AT-02 employs a pan-amyloid peptide similar to 124I-evuzamitide, Attralus' diagnostic agent that has demonstrated selective binding to amyloid deposits in multiple organs, including the heart, liver, and kidneys, across various types of amyloidosis. This suggests that AT-02 could potentially target amyloid deposits in systemic amyloidosis patients effectively. Preclinical data supports AT-02’s capability to bind to multiple amyloid types in major organs and promote amyloid removal through macrophage-mediated phagocytosis. Current evaluations of AT-02 are ongoing in the aforementioned clinical trials involving ATTR and AL amyloidosis patients.

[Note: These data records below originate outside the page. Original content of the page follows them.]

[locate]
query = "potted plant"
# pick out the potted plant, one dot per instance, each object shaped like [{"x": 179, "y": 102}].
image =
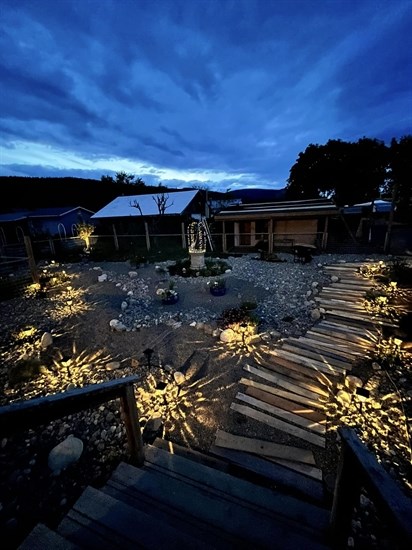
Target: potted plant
[
  {"x": 218, "y": 287},
  {"x": 168, "y": 295}
]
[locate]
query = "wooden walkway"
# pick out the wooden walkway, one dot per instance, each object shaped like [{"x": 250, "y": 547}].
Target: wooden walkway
[
  {"x": 246, "y": 493},
  {"x": 175, "y": 502},
  {"x": 289, "y": 386}
]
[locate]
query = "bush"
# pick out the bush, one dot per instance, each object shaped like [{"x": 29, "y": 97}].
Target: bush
[
  {"x": 213, "y": 268},
  {"x": 237, "y": 316}
]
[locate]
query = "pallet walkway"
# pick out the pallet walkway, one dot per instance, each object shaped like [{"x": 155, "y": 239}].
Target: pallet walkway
[
  {"x": 288, "y": 387},
  {"x": 176, "y": 502}
]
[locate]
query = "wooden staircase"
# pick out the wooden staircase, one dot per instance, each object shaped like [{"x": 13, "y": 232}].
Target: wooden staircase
[
  {"x": 245, "y": 493},
  {"x": 177, "y": 502}
]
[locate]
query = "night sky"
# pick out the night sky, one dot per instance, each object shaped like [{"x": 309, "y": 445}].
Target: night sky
[{"x": 218, "y": 93}]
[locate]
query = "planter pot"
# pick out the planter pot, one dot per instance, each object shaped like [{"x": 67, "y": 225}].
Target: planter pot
[
  {"x": 217, "y": 291},
  {"x": 170, "y": 300},
  {"x": 197, "y": 260}
]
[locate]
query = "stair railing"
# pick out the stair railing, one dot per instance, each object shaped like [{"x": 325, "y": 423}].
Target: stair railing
[
  {"x": 359, "y": 468},
  {"x": 42, "y": 410}
]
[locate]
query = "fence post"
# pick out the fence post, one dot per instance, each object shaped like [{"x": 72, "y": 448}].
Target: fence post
[
  {"x": 116, "y": 240},
  {"x": 146, "y": 228},
  {"x": 224, "y": 237},
  {"x": 52, "y": 249},
  {"x": 270, "y": 237},
  {"x": 183, "y": 236},
  {"x": 325, "y": 234},
  {"x": 131, "y": 420},
  {"x": 347, "y": 490},
  {"x": 32, "y": 261}
]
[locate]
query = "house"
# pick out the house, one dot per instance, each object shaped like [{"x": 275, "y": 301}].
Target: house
[
  {"x": 375, "y": 224},
  {"x": 163, "y": 211},
  {"x": 273, "y": 224},
  {"x": 40, "y": 223}
]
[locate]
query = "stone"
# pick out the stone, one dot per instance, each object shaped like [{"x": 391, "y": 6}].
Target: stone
[
  {"x": 117, "y": 325},
  {"x": 179, "y": 378},
  {"x": 46, "y": 340},
  {"x": 228, "y": 335},
  {"x": 353, "y": 382},
  {"x": 315, "y": 315},
  {"x": 113, "y": 365},
  {"x": 65, "y": 453},
  {"x": 344, "y": 397}
]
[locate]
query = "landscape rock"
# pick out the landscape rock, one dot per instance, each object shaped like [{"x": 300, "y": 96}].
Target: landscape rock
[{"x": 65, "y": 453}]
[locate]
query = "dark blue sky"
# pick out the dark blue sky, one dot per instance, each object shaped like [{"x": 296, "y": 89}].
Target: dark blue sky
[{"x": 223, "y": 93}]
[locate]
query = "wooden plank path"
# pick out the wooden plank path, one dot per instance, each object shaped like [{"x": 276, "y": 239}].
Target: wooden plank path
[{"x": 288, "y": 387}]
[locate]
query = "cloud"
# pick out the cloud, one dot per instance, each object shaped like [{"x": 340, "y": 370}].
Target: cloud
[{"x": 216, "y": 87}]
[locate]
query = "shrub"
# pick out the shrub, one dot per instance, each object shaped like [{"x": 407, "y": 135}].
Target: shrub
[{"x": 234, "y": 316}]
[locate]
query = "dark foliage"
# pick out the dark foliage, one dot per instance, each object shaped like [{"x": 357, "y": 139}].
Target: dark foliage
[
  {"x": 21, "y": 193},
  {"x": 354, "y": 172}
]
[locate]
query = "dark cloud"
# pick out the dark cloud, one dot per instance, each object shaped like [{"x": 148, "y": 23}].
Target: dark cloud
[{"x": 230, "y": 90}]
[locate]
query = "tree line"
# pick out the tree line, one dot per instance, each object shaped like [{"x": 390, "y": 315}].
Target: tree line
[
  {"x": 355, "y": 172},
  {"x": 27, "y": 193}
]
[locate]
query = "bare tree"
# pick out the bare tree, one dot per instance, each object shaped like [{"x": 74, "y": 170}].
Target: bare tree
[
  {"x": 135, "y": 204},
  {"x": 162, "y": 204}
]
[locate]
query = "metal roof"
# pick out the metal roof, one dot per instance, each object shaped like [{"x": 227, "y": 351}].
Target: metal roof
[
  {"x": 379, "y": 205},
  {"x": 279, "y": 209},
  {"x": 52, "y": 212},
  {"x": 122, "y": 207}
]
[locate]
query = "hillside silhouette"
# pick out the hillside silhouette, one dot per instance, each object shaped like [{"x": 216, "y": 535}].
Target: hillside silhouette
[{"x": 27, "y": 193}]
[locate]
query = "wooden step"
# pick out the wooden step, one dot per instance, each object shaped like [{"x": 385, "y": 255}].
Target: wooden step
[
  {"x": 306, "y": 344},
  {"x": 294, "y": 370},
  {"x": 290, "y": 457},
  {"x": 276, "y": 475},
  {"x": 43, "y": 538},
  {"x": 295, "y": 419},
  {"x": 330, "y": 337},
  {"x": 361, "y": 319},
  {"x": 280, "y": 402},
  {"x": 97, "y": 520},
  {"x": 341, "y": 335},
  {"x": 300, "y": 389},
  {"x": 344, "y": 364},
  {"x": 231, "y": 510},
  {"x": 341, "y": 325},
  {"x": 278, "y": 424},
  {"x": 320, "y": 344},
  {"x": 264, "y": 448},
  {"x": 327, "y": 369},
  {"x": 317, "y": 405},
  {"x": 338, "y": 304}
]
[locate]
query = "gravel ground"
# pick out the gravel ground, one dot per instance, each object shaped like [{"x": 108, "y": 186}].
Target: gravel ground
[{"x": 85, "y": 351}]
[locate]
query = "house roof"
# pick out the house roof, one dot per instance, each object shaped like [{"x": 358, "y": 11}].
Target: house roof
[
  {"x": 379, "y": 205},
  {"x": 121, "y": 207},
  {"x": 281, "y": 209},
  {"x": 54, "y": 212}
]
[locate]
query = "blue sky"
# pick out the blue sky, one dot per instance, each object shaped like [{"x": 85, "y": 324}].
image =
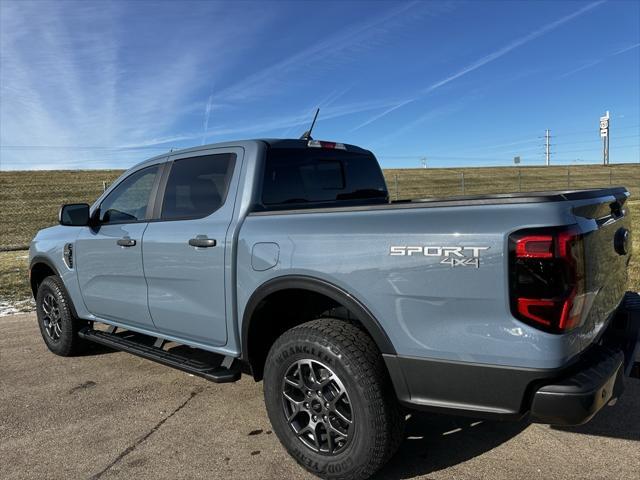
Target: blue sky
[{"x": 108, "y": 84}]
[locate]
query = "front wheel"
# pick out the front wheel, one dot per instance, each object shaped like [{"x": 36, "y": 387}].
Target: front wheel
[
  {"x": 330, "y": 400},
  {"x": 58, "y": 326}
]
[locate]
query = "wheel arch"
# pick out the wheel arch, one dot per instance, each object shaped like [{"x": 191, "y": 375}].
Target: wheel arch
[
  {"x": 312, "y": 286},
  {"x": 40, "y": 268}
]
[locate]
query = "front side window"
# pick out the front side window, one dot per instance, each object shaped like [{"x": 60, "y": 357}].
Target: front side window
[
  {"x": 197, "y": 186},
  {"x": 128, "y": 202}
]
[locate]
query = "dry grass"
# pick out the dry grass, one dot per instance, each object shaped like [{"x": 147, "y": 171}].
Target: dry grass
[{"x": 29, "y": 201}]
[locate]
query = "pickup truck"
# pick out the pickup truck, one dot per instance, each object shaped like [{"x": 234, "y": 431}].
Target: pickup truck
[{"x": 286, "y": 260}]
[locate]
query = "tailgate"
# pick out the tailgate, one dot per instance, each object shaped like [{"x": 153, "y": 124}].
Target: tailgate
[{"x": 606, "y": 223}]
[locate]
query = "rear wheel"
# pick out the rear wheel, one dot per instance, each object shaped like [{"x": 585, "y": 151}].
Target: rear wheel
[
  {"x": 330, "y": 400},
  {"x": 58, "y": 326}
]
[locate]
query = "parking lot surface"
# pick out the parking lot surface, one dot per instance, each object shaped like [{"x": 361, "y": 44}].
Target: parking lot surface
[{"x": 111, "y": 415}]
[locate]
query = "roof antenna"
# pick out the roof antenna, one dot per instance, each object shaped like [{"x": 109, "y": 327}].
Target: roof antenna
[{"x": 307, "y": 135}]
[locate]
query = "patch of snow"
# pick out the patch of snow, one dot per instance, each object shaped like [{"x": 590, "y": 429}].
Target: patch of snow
[{"x": 9, "y": 307}]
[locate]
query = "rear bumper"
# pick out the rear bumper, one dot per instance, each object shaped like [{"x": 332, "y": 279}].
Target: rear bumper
[
  {"x": 566, "y": 396},
  {"x": 576, "y": 399}
]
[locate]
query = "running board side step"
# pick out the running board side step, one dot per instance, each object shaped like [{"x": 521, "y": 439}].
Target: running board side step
[{"x": 216, "y": 368}]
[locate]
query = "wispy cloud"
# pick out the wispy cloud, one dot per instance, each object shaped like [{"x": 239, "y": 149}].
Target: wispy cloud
[
  {"x": 327, "y": 52},
  {"x": 493, "y": 56},
  {"x": 77, "y": 74},
  {"x": 592, "y": 63}
]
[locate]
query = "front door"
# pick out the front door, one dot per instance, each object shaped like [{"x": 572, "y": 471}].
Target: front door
[
  {"x": 109, "y": 256},
  {"x": 184, "y": 252}
]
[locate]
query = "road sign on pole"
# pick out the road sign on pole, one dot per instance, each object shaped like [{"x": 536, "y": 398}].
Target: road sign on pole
[{"x": 604, "y": 134}]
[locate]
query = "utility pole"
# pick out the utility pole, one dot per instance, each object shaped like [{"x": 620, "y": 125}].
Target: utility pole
[
  {"x": 604, "y": 134},
  {"x": 547, "y": 146}
]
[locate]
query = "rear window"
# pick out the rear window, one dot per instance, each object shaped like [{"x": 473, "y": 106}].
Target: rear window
[{"x": 311, "y": 177}]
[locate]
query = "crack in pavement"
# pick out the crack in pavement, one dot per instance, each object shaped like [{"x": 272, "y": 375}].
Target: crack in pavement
[{"x": 143, "y": 438}]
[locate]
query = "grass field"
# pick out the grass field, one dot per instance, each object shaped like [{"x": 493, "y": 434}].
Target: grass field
[{"x": 29, "y": 201}]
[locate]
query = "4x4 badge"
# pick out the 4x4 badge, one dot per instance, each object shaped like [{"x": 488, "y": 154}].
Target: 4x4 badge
[{"x": 453, "y": 256}]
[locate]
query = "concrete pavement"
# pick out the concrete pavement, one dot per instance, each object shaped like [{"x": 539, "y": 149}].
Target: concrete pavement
[{"x": 112, "y": 415}]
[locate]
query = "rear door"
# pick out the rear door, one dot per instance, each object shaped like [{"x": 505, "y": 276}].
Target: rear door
[
  {"x": 184, "y": 251},
  {"x": 109, "y": 256}
]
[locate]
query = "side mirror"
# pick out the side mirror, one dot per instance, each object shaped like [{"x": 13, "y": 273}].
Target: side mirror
[{"x": 74, "y": 215}]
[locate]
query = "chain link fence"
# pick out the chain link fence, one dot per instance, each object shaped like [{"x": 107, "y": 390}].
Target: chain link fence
[
  {"x": 446, "y": 182},
  {"x": 30, "y": 200}
]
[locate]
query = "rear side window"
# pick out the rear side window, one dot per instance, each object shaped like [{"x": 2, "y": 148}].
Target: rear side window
[
  {"x": 197, "y": 186},
  {"x": 299, "y": 177}
]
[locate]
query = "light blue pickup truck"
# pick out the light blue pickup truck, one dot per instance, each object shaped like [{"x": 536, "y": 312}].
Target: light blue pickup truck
[{"x": 286, "y": 260}]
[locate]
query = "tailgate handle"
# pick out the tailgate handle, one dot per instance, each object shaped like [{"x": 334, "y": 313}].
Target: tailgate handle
[
  {"x": 616, "y": 209},
  {"x": 202, "y": 241}
]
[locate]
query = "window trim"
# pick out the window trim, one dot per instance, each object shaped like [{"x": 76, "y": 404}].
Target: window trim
[
  {"x": 151, "y": 201},
  {"x": 159, "y": 200}
]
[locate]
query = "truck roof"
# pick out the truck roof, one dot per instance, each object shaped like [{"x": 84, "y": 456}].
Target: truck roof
[{"x": 271, "y": 142}]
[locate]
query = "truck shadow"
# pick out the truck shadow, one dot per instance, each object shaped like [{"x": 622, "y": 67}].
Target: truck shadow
[{"x": 435, "y": 442}]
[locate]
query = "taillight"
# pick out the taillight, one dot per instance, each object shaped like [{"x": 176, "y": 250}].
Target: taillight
[{"x": 547, "y": 287}]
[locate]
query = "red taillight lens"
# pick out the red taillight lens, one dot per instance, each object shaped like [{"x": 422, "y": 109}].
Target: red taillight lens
[
  {"x": 535, "y": 246},
  {"x": 547, "y": 278}
]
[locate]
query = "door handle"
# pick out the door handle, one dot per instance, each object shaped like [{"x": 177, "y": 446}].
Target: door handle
[
  {"x": 126, "y": 242},
  {"x": 202, "y": 241}
]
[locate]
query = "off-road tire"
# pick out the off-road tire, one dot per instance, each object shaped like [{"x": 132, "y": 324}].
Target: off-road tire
[
  {"x": 64, "y": 340},
  {"x": 353, "y": 357}
]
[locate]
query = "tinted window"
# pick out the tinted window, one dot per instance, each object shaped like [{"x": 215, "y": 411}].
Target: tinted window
[
  {"x": 129, "y": 200},
  {"x": 197, "y": 186},
  {"x": 311, "y": 176}
]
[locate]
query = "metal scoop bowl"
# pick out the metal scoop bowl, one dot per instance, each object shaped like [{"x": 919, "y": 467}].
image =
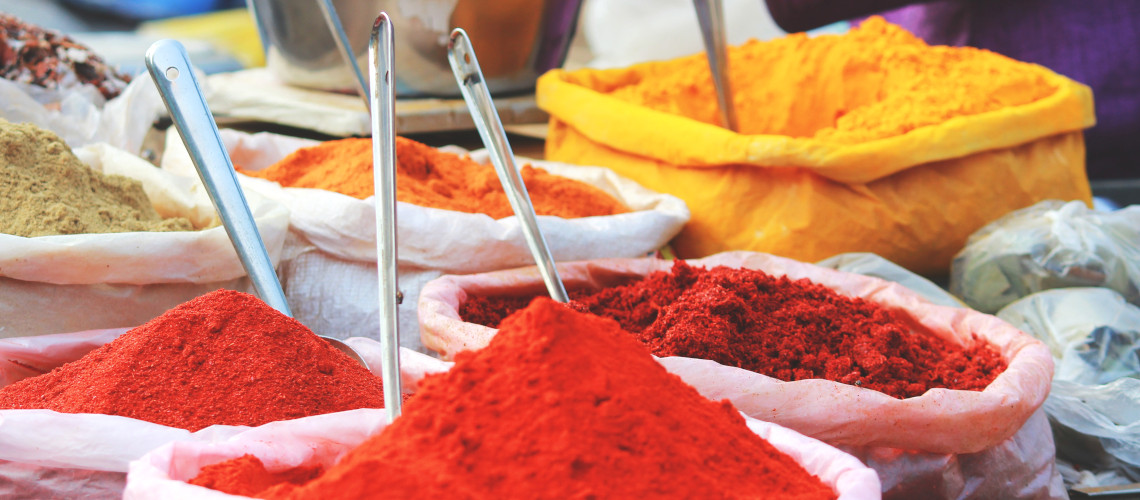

Transthyretin amyloidosis (ATTR) is a rare, severe, progressive disease often underdiagnosed. It is characterized by amyloid deposits accumulating in different body parts such as the heart, nerves, connective tissues, kidneys, and gastrointestinal tract. Cardiac involvement in ATTR, known as ATTR-CM, leads to high mortality with a median survival of 3-5 years. ATTR has two main forms: hereditary ATTR (hATTR), caused by a variant in the TTR gene, and wild-type ATTR (wtATTR), which occurs with aging. Both forms significantly impact the heart and affect 300,000-400,000 individuals in developed countries.

Attralus, based in Naples, FL, is a biopharmaceutical company focused on developing transformative medicines and diagnostics for systemic amyloidosis. Their proprietary pan-amyloid removal therapeutics are designed to target and eliminate toxic amyloid deposits in organs and tissues, addressing the underlying pathology of systemic amyloidosis. This approach holds the potential to treat and possibly reverse the disease in patients across all types and stages of systemic amyloidosis.